Page MenuHomePhabricator

Calculate Android app daily active users from Nigeria
Closed, ResolvedPublic

Description

Based on the existing query for global DAU, restricting it to webrequests from that country, for the timespan where data is still available

Purpose: The New Readers team wants to asses the impact of a campaign in Nigeria that launched September 20, with active promotions running for 6 weeks

Event Timeline

Restricted Application added a subscriber: Aklapper. · View Herald TranscriptNov 16 2017, 12:26 AM
Tbayer moved this task from Triage to Next Up on the Reading-analysis board.Nov 18 2017, 6:30 AM

The rough takeaway from the chart below: Right after the launch of the campaign on September 20, the app's daily active user numbers in this country increased by about 800 (i.e. almost half of the existing baseline), and stayed roughly at that level until its end (around Nov 1), after which they dropped again somewhat, but so far retaining more than half of that gain.

Tbayer closed this task as Resolved.Dec 13 2017, 7:49 AM
Tbayer added subscribers: JKatzWMF, Charlotte.

And I took this opportunity to create a general DAUby-country dataset (for all countries and also for opted-in iOS users), calculated in the same way as the global one. For now it can be found at tbayer.mobile_apps_uniques_by_country in Hive, and I intend to run updates manually every month or so.

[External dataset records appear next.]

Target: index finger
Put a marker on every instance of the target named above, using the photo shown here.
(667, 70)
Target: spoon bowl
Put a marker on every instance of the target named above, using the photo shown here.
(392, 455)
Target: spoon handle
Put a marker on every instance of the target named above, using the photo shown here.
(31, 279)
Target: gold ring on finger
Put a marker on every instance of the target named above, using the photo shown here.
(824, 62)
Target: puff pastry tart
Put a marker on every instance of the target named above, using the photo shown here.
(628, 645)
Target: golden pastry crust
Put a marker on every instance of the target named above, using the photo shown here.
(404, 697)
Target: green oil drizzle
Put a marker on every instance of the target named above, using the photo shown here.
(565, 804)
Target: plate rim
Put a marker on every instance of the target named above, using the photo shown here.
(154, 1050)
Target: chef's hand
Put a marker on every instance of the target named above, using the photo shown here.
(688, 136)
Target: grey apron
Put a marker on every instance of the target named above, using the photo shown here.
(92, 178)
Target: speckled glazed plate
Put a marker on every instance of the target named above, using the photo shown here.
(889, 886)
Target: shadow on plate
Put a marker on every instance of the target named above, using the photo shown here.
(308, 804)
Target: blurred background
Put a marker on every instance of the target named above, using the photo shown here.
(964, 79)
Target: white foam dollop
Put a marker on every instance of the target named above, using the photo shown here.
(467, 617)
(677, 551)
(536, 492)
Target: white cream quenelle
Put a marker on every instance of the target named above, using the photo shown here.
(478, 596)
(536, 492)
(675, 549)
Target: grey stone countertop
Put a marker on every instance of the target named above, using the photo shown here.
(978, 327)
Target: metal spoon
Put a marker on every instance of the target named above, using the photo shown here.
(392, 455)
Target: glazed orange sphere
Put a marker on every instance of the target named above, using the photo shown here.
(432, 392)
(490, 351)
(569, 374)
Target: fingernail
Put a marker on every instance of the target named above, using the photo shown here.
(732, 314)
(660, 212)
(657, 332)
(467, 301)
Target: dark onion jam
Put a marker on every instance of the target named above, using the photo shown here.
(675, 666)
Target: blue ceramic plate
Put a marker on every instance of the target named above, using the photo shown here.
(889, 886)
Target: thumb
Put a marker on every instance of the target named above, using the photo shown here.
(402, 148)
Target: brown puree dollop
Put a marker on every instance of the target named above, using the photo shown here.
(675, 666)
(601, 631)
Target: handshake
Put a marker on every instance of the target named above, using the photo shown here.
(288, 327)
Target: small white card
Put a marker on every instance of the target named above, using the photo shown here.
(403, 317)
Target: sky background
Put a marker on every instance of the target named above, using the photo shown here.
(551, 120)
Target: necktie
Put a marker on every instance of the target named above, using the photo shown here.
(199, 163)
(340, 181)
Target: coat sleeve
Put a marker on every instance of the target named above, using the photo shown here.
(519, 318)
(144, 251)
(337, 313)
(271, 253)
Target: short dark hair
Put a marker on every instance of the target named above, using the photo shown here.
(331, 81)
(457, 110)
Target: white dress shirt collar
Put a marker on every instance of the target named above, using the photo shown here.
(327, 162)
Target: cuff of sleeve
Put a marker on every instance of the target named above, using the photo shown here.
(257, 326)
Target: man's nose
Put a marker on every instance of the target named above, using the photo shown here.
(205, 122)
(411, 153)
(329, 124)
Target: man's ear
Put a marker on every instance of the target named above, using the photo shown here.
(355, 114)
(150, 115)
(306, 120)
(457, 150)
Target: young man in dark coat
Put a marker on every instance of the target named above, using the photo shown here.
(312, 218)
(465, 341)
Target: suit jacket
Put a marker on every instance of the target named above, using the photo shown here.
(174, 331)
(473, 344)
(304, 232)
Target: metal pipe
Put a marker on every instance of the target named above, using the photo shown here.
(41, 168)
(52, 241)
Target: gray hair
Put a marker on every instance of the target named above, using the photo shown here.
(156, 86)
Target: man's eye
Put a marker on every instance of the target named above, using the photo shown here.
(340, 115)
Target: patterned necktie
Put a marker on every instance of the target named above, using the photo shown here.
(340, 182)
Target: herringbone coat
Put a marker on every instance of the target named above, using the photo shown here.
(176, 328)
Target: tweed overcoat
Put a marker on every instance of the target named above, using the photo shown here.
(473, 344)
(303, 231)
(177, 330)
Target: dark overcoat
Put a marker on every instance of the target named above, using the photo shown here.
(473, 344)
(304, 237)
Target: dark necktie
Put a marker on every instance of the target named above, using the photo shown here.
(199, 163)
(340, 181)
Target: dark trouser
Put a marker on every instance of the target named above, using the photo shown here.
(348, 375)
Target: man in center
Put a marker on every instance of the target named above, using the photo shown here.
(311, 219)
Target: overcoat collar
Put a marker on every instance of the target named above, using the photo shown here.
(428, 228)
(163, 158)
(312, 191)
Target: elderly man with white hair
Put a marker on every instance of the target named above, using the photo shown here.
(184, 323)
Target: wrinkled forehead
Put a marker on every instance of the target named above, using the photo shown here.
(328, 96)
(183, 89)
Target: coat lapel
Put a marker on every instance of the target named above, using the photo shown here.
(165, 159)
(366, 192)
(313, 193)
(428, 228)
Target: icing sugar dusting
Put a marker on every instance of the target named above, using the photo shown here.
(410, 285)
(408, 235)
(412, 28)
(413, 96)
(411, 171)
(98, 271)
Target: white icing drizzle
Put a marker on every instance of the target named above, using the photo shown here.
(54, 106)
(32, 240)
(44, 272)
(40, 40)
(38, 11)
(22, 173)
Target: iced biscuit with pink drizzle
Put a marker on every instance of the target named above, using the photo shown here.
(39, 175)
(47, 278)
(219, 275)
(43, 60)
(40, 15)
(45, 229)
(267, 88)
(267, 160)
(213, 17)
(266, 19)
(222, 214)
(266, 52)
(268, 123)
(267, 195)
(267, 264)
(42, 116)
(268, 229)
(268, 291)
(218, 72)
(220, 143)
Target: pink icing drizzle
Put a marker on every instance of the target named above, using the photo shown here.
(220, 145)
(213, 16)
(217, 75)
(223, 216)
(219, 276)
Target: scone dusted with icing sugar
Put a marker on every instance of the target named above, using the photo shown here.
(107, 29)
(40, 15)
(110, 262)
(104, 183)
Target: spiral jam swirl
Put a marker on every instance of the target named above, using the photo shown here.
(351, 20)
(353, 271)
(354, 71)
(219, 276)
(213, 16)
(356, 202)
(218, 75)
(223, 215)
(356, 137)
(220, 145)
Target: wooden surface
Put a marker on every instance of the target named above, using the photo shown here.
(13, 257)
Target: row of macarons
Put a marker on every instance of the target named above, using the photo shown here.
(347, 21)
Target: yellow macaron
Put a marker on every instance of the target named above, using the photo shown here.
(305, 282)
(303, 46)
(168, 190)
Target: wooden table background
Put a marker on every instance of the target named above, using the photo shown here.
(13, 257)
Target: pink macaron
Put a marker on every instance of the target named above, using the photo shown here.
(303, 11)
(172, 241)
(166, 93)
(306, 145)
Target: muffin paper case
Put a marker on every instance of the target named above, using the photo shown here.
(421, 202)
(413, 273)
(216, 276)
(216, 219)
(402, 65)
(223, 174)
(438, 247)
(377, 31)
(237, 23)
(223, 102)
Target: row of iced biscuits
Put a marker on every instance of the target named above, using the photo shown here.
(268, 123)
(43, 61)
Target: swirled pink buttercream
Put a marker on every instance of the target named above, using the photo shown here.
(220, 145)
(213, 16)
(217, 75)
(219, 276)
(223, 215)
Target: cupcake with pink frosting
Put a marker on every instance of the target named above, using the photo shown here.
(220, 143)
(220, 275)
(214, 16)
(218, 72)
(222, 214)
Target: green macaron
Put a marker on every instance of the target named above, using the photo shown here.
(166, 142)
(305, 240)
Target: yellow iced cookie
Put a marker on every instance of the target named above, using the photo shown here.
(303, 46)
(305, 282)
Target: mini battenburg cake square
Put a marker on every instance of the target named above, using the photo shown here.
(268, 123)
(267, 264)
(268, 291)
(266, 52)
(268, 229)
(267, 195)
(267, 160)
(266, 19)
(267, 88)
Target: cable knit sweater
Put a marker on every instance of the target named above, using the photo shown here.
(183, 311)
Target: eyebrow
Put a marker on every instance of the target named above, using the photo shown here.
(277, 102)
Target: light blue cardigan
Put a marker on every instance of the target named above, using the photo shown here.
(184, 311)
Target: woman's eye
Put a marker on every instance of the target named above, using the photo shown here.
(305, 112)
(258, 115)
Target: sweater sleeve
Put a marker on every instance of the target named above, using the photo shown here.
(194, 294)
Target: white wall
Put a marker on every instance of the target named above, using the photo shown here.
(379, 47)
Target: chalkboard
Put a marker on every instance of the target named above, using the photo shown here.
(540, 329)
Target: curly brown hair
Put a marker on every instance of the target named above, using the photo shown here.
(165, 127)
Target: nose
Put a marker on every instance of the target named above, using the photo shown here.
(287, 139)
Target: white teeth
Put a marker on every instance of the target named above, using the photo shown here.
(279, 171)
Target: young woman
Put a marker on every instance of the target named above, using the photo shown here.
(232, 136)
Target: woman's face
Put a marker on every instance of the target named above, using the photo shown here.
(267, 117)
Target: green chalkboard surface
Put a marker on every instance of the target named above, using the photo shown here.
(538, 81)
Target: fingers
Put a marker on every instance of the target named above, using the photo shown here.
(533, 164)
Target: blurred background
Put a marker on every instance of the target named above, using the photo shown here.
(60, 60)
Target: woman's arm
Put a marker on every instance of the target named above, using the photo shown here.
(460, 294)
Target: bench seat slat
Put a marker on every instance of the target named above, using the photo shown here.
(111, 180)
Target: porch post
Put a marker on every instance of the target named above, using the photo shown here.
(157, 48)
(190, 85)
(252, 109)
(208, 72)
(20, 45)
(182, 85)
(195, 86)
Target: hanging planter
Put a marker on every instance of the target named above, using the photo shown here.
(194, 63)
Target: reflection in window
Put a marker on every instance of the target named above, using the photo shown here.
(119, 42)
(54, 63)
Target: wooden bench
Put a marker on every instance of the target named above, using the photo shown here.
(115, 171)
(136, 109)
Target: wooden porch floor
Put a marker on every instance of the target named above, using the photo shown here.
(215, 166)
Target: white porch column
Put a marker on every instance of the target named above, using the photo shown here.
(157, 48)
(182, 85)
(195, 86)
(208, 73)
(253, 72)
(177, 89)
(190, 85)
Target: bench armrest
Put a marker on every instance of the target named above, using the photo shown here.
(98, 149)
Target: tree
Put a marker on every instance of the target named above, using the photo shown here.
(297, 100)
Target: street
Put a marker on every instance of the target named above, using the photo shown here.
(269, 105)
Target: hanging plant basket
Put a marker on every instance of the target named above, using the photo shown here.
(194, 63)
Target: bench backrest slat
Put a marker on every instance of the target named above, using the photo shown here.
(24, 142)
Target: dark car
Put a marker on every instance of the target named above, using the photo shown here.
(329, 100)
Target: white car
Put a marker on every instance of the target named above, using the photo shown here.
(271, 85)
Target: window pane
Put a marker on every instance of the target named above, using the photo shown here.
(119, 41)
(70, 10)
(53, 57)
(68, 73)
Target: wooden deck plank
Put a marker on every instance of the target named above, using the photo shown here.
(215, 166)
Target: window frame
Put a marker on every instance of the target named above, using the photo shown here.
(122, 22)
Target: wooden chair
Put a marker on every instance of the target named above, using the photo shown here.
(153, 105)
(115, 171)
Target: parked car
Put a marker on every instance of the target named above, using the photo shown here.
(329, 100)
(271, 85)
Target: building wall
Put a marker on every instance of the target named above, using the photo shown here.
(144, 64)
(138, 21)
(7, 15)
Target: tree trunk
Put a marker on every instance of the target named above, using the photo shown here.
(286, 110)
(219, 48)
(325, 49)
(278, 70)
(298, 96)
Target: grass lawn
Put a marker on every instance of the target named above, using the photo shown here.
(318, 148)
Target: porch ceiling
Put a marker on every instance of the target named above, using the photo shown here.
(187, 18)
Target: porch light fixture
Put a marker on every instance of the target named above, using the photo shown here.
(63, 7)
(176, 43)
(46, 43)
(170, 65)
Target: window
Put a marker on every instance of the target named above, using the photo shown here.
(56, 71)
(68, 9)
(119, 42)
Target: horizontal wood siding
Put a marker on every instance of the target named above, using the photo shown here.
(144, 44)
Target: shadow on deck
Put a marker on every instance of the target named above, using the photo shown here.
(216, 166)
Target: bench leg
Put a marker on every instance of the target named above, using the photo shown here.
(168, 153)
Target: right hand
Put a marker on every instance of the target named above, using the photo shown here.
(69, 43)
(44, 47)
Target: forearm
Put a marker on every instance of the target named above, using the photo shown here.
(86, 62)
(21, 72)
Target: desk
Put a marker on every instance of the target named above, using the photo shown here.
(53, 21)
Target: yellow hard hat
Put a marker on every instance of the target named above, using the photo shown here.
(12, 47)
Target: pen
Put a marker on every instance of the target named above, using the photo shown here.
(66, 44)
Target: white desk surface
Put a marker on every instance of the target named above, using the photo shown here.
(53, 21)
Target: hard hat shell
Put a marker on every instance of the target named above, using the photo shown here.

For reference, the query to generate/update this dataset (adapted from the existing global query):

SET mapred.job.queue.name=nice;
-- Set compression codec to gzip to provide asked format
SET hive.exec.compress.output=true;
SET mapreduce.output.fileoutputformat.compress.codec=org.apache.hadoop.io.compress.GzipCodec;

CREATE EXTERNAL TABLE IF NOT EXISTS tbayer.mobile_apps_uniques_by_country
(
    `year`                 int     COMMENT 'Unpadded year of request',
    `month`                int     COMMENT 'Unpadded month of request',
    `day`                  int     COMMENT 'Unpadded day of request',
    `platform`             string  COMMENT 'Mobile platform from user agent parsing',
    `country`              string  COMMENT 'Country name of the accessing agents (computed using the MaxMind GeoIP database)',
    `country_code`         string  COMMENT '2-letter country code (based on ISO 3166)',
    `unique_count`         bigint  COMMENT 'Distinct uuid count'
)
ROW FORMAT DELIMITED
FIELDS TERMINATED BY '\t'
LINES TERMINATED BY '\n'
LOCATION '/user/tbayer/mobile_apps_uniques_by_country'
;

WITH mobile_apps_uuids_new AS
(
    SELECT
        year,
        month,
        day,
        CASE WHEN (user_agent LIKE '%iOS%' OR user_agent LIKE '%iPhone%') THEN 'iOS' ELSE 'Android' END AS platform,
        geocoded_data['country'] AS country,
        geocoded_data['country_code'] AS country_code,
        COALESCE(x_analytics_map['wmfuuid'],
                 parse_url(concat('http://bla.org/woo/', uri_query), 'QUERY', 'appInstallID')) AS uuid
    FROM wmf.webrequest
    WHERE user_agent LIKE('WikipediaApp%')
        AND ((parse_url(concat('http://bla.org/woo/', uri_query), 'QUERY', 'action') = 'mobileview' AND uri_path == '/w/api.php')
            OR (uri_path LIKE '/api/rest_v1%' AND uri_query == ''))
        AND COALESCE(x_analytics_map['wmfuuid'],
                     parse_url(concat('http://bla.org/woo/', uri_query), 'QUERY', 'appInstallID')) IS NOT NULL
        AND webrequest_source IN ('text')
        AND year=2017
        AND month=11
)
INSERT INTO TABLE tbayer.mobile_apps_uniques_by_country
SELECT
    year,
    month,
    day,
    platform,
    country,
    country_code,
    unique_count
FROM
    (
        SELECT
            year,
            month,
            day,
            platform,
            country,
            country_code,
            COUNT(DISTINCT uuid) AS unique_count
        FROM
            mobile_apps_uuids_new
        GROUP BY
            year,
            month,
            day,
            platform,
            country, country_code
    ) old_union_new_uniques_daily
ORDER BY
    year,
    month,
    day,
    platform,
    country, country_code
-- Limit enforced by hive strict mapreduce setting.
-- 1000000000 == NO LIMIT !
LIMIT 1000000000
;